Elle le revoyait tomber à terre, le corps criblé de balles,
elle entendait encore les hurlements de la foule et
son propre cri d’horreur alors qu’elle se précipitait
sur son corps ensanglanté.

Elle sursauta, et ouvrit les yeux, pour se retrouver dans
cette chambre d’hôpital, sa main posée dans la sienne.
Une fois encore, elle examina son visage plus blanc
que les draps dont il était recouvert, sa poitrine
couverte de bandages se soulevant doucement,
d’une façon rassurante. Il était en vie. Il avait survécu
aux longues heures de chirurgie, aux trois jours de coma
qui avaient suivi, à l’infection post-opératoire qui avait
failli le terrasser. Elle ne vivait que pour le moment où
il allait ouvrir les yeux, ses yeux si beaux, si tristes, si vivants.

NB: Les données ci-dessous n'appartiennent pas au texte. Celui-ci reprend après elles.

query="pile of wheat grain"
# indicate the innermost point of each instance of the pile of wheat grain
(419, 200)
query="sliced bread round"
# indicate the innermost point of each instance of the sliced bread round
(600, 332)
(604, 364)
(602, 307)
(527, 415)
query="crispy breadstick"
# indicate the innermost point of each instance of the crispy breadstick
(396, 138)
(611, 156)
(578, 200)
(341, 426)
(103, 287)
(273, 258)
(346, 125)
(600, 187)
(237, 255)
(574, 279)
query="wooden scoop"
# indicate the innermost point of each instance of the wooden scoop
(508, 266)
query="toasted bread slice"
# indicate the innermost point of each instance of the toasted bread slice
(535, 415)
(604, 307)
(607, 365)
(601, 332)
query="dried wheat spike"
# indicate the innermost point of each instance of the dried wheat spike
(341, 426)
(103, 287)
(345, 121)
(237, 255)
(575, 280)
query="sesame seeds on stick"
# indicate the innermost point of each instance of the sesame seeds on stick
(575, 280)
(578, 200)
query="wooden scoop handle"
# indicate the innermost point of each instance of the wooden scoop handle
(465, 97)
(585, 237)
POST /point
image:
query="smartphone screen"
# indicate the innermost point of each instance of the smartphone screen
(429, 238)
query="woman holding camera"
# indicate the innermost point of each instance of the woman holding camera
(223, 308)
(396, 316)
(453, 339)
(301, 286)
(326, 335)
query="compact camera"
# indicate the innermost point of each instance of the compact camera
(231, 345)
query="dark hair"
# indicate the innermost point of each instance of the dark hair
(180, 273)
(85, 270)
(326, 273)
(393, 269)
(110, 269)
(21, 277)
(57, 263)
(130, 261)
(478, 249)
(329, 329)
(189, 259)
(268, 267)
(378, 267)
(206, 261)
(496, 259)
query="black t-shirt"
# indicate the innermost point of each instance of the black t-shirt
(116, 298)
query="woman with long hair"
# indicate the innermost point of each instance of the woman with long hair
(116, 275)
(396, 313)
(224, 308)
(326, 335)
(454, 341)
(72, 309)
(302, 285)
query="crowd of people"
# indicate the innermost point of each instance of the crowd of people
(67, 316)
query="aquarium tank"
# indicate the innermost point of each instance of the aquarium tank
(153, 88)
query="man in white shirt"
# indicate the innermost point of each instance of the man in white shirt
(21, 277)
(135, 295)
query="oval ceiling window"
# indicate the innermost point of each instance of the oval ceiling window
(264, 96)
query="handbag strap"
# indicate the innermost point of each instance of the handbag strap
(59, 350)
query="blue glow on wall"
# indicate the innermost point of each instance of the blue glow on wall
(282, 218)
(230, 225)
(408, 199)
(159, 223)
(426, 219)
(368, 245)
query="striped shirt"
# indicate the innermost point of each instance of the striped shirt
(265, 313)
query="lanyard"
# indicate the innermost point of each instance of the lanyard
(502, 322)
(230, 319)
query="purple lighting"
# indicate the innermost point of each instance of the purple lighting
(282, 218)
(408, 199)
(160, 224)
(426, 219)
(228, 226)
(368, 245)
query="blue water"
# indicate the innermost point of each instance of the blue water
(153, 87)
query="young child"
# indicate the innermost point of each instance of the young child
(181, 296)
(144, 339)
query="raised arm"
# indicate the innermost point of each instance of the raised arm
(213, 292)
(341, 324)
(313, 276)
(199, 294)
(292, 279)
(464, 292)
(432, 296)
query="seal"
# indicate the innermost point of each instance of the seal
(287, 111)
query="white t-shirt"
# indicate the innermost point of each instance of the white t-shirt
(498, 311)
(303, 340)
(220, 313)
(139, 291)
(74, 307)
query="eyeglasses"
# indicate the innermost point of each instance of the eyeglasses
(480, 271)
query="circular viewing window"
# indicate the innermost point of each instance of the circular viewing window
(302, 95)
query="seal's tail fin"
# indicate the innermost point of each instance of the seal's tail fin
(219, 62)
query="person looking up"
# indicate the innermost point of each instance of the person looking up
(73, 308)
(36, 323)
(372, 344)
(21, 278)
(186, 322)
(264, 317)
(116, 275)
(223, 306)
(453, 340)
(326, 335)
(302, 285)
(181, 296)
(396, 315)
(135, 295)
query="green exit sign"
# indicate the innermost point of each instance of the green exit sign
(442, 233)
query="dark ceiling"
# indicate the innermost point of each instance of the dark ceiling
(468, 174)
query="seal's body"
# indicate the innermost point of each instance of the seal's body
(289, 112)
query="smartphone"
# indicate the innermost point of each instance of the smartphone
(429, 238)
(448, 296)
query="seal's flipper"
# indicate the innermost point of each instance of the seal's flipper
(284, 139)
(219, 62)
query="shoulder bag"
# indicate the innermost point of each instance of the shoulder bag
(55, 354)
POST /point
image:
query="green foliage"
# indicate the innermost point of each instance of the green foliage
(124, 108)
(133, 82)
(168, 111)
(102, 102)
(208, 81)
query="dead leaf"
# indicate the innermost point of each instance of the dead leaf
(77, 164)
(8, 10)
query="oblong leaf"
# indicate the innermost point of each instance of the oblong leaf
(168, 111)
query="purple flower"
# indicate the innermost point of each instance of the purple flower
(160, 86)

Elle passa une fois encore, une fois de plus,
la main dans ses cheveux, repoussant d’un geste
automatique la mèche rebelle qui tombait sur
son front pale. Elle caressa sa joue légèrement
rugueuse, ses lèvres pleines et sensuelles, tout en
lui murmurant des paroles douces à l’oreille.

“Mulder... Tu m’as fait assez attendre maintenant...
Réveille toi, je t’en prie...”

Et doucement, ses paupières frémirent, exauçant ses prières.

***********

Son corps n’était qu’un océan de douleurs. Des mots
lui parvenaient, lointains, et il tenta de les repousser
pour replonger dans la douce inconscience. Mais les
mots étaient insistants, et désespérés. Il savait au fond
de lui qu’il était temps de retrouver la voix triste et
aimante qui les prononçait. Il ouvrit les yeux avec peine,
et les prunelles azur qu’il rencontra lui fit presque oublier son corps meurtri.

Scully lui adressa le plus merveilleux des sourires.

************

“ Scul..”

Il se demanda où était partie sa voix. Sa gorge était
plus sèche que le désert et ses lèvres lui semblaient momifiées.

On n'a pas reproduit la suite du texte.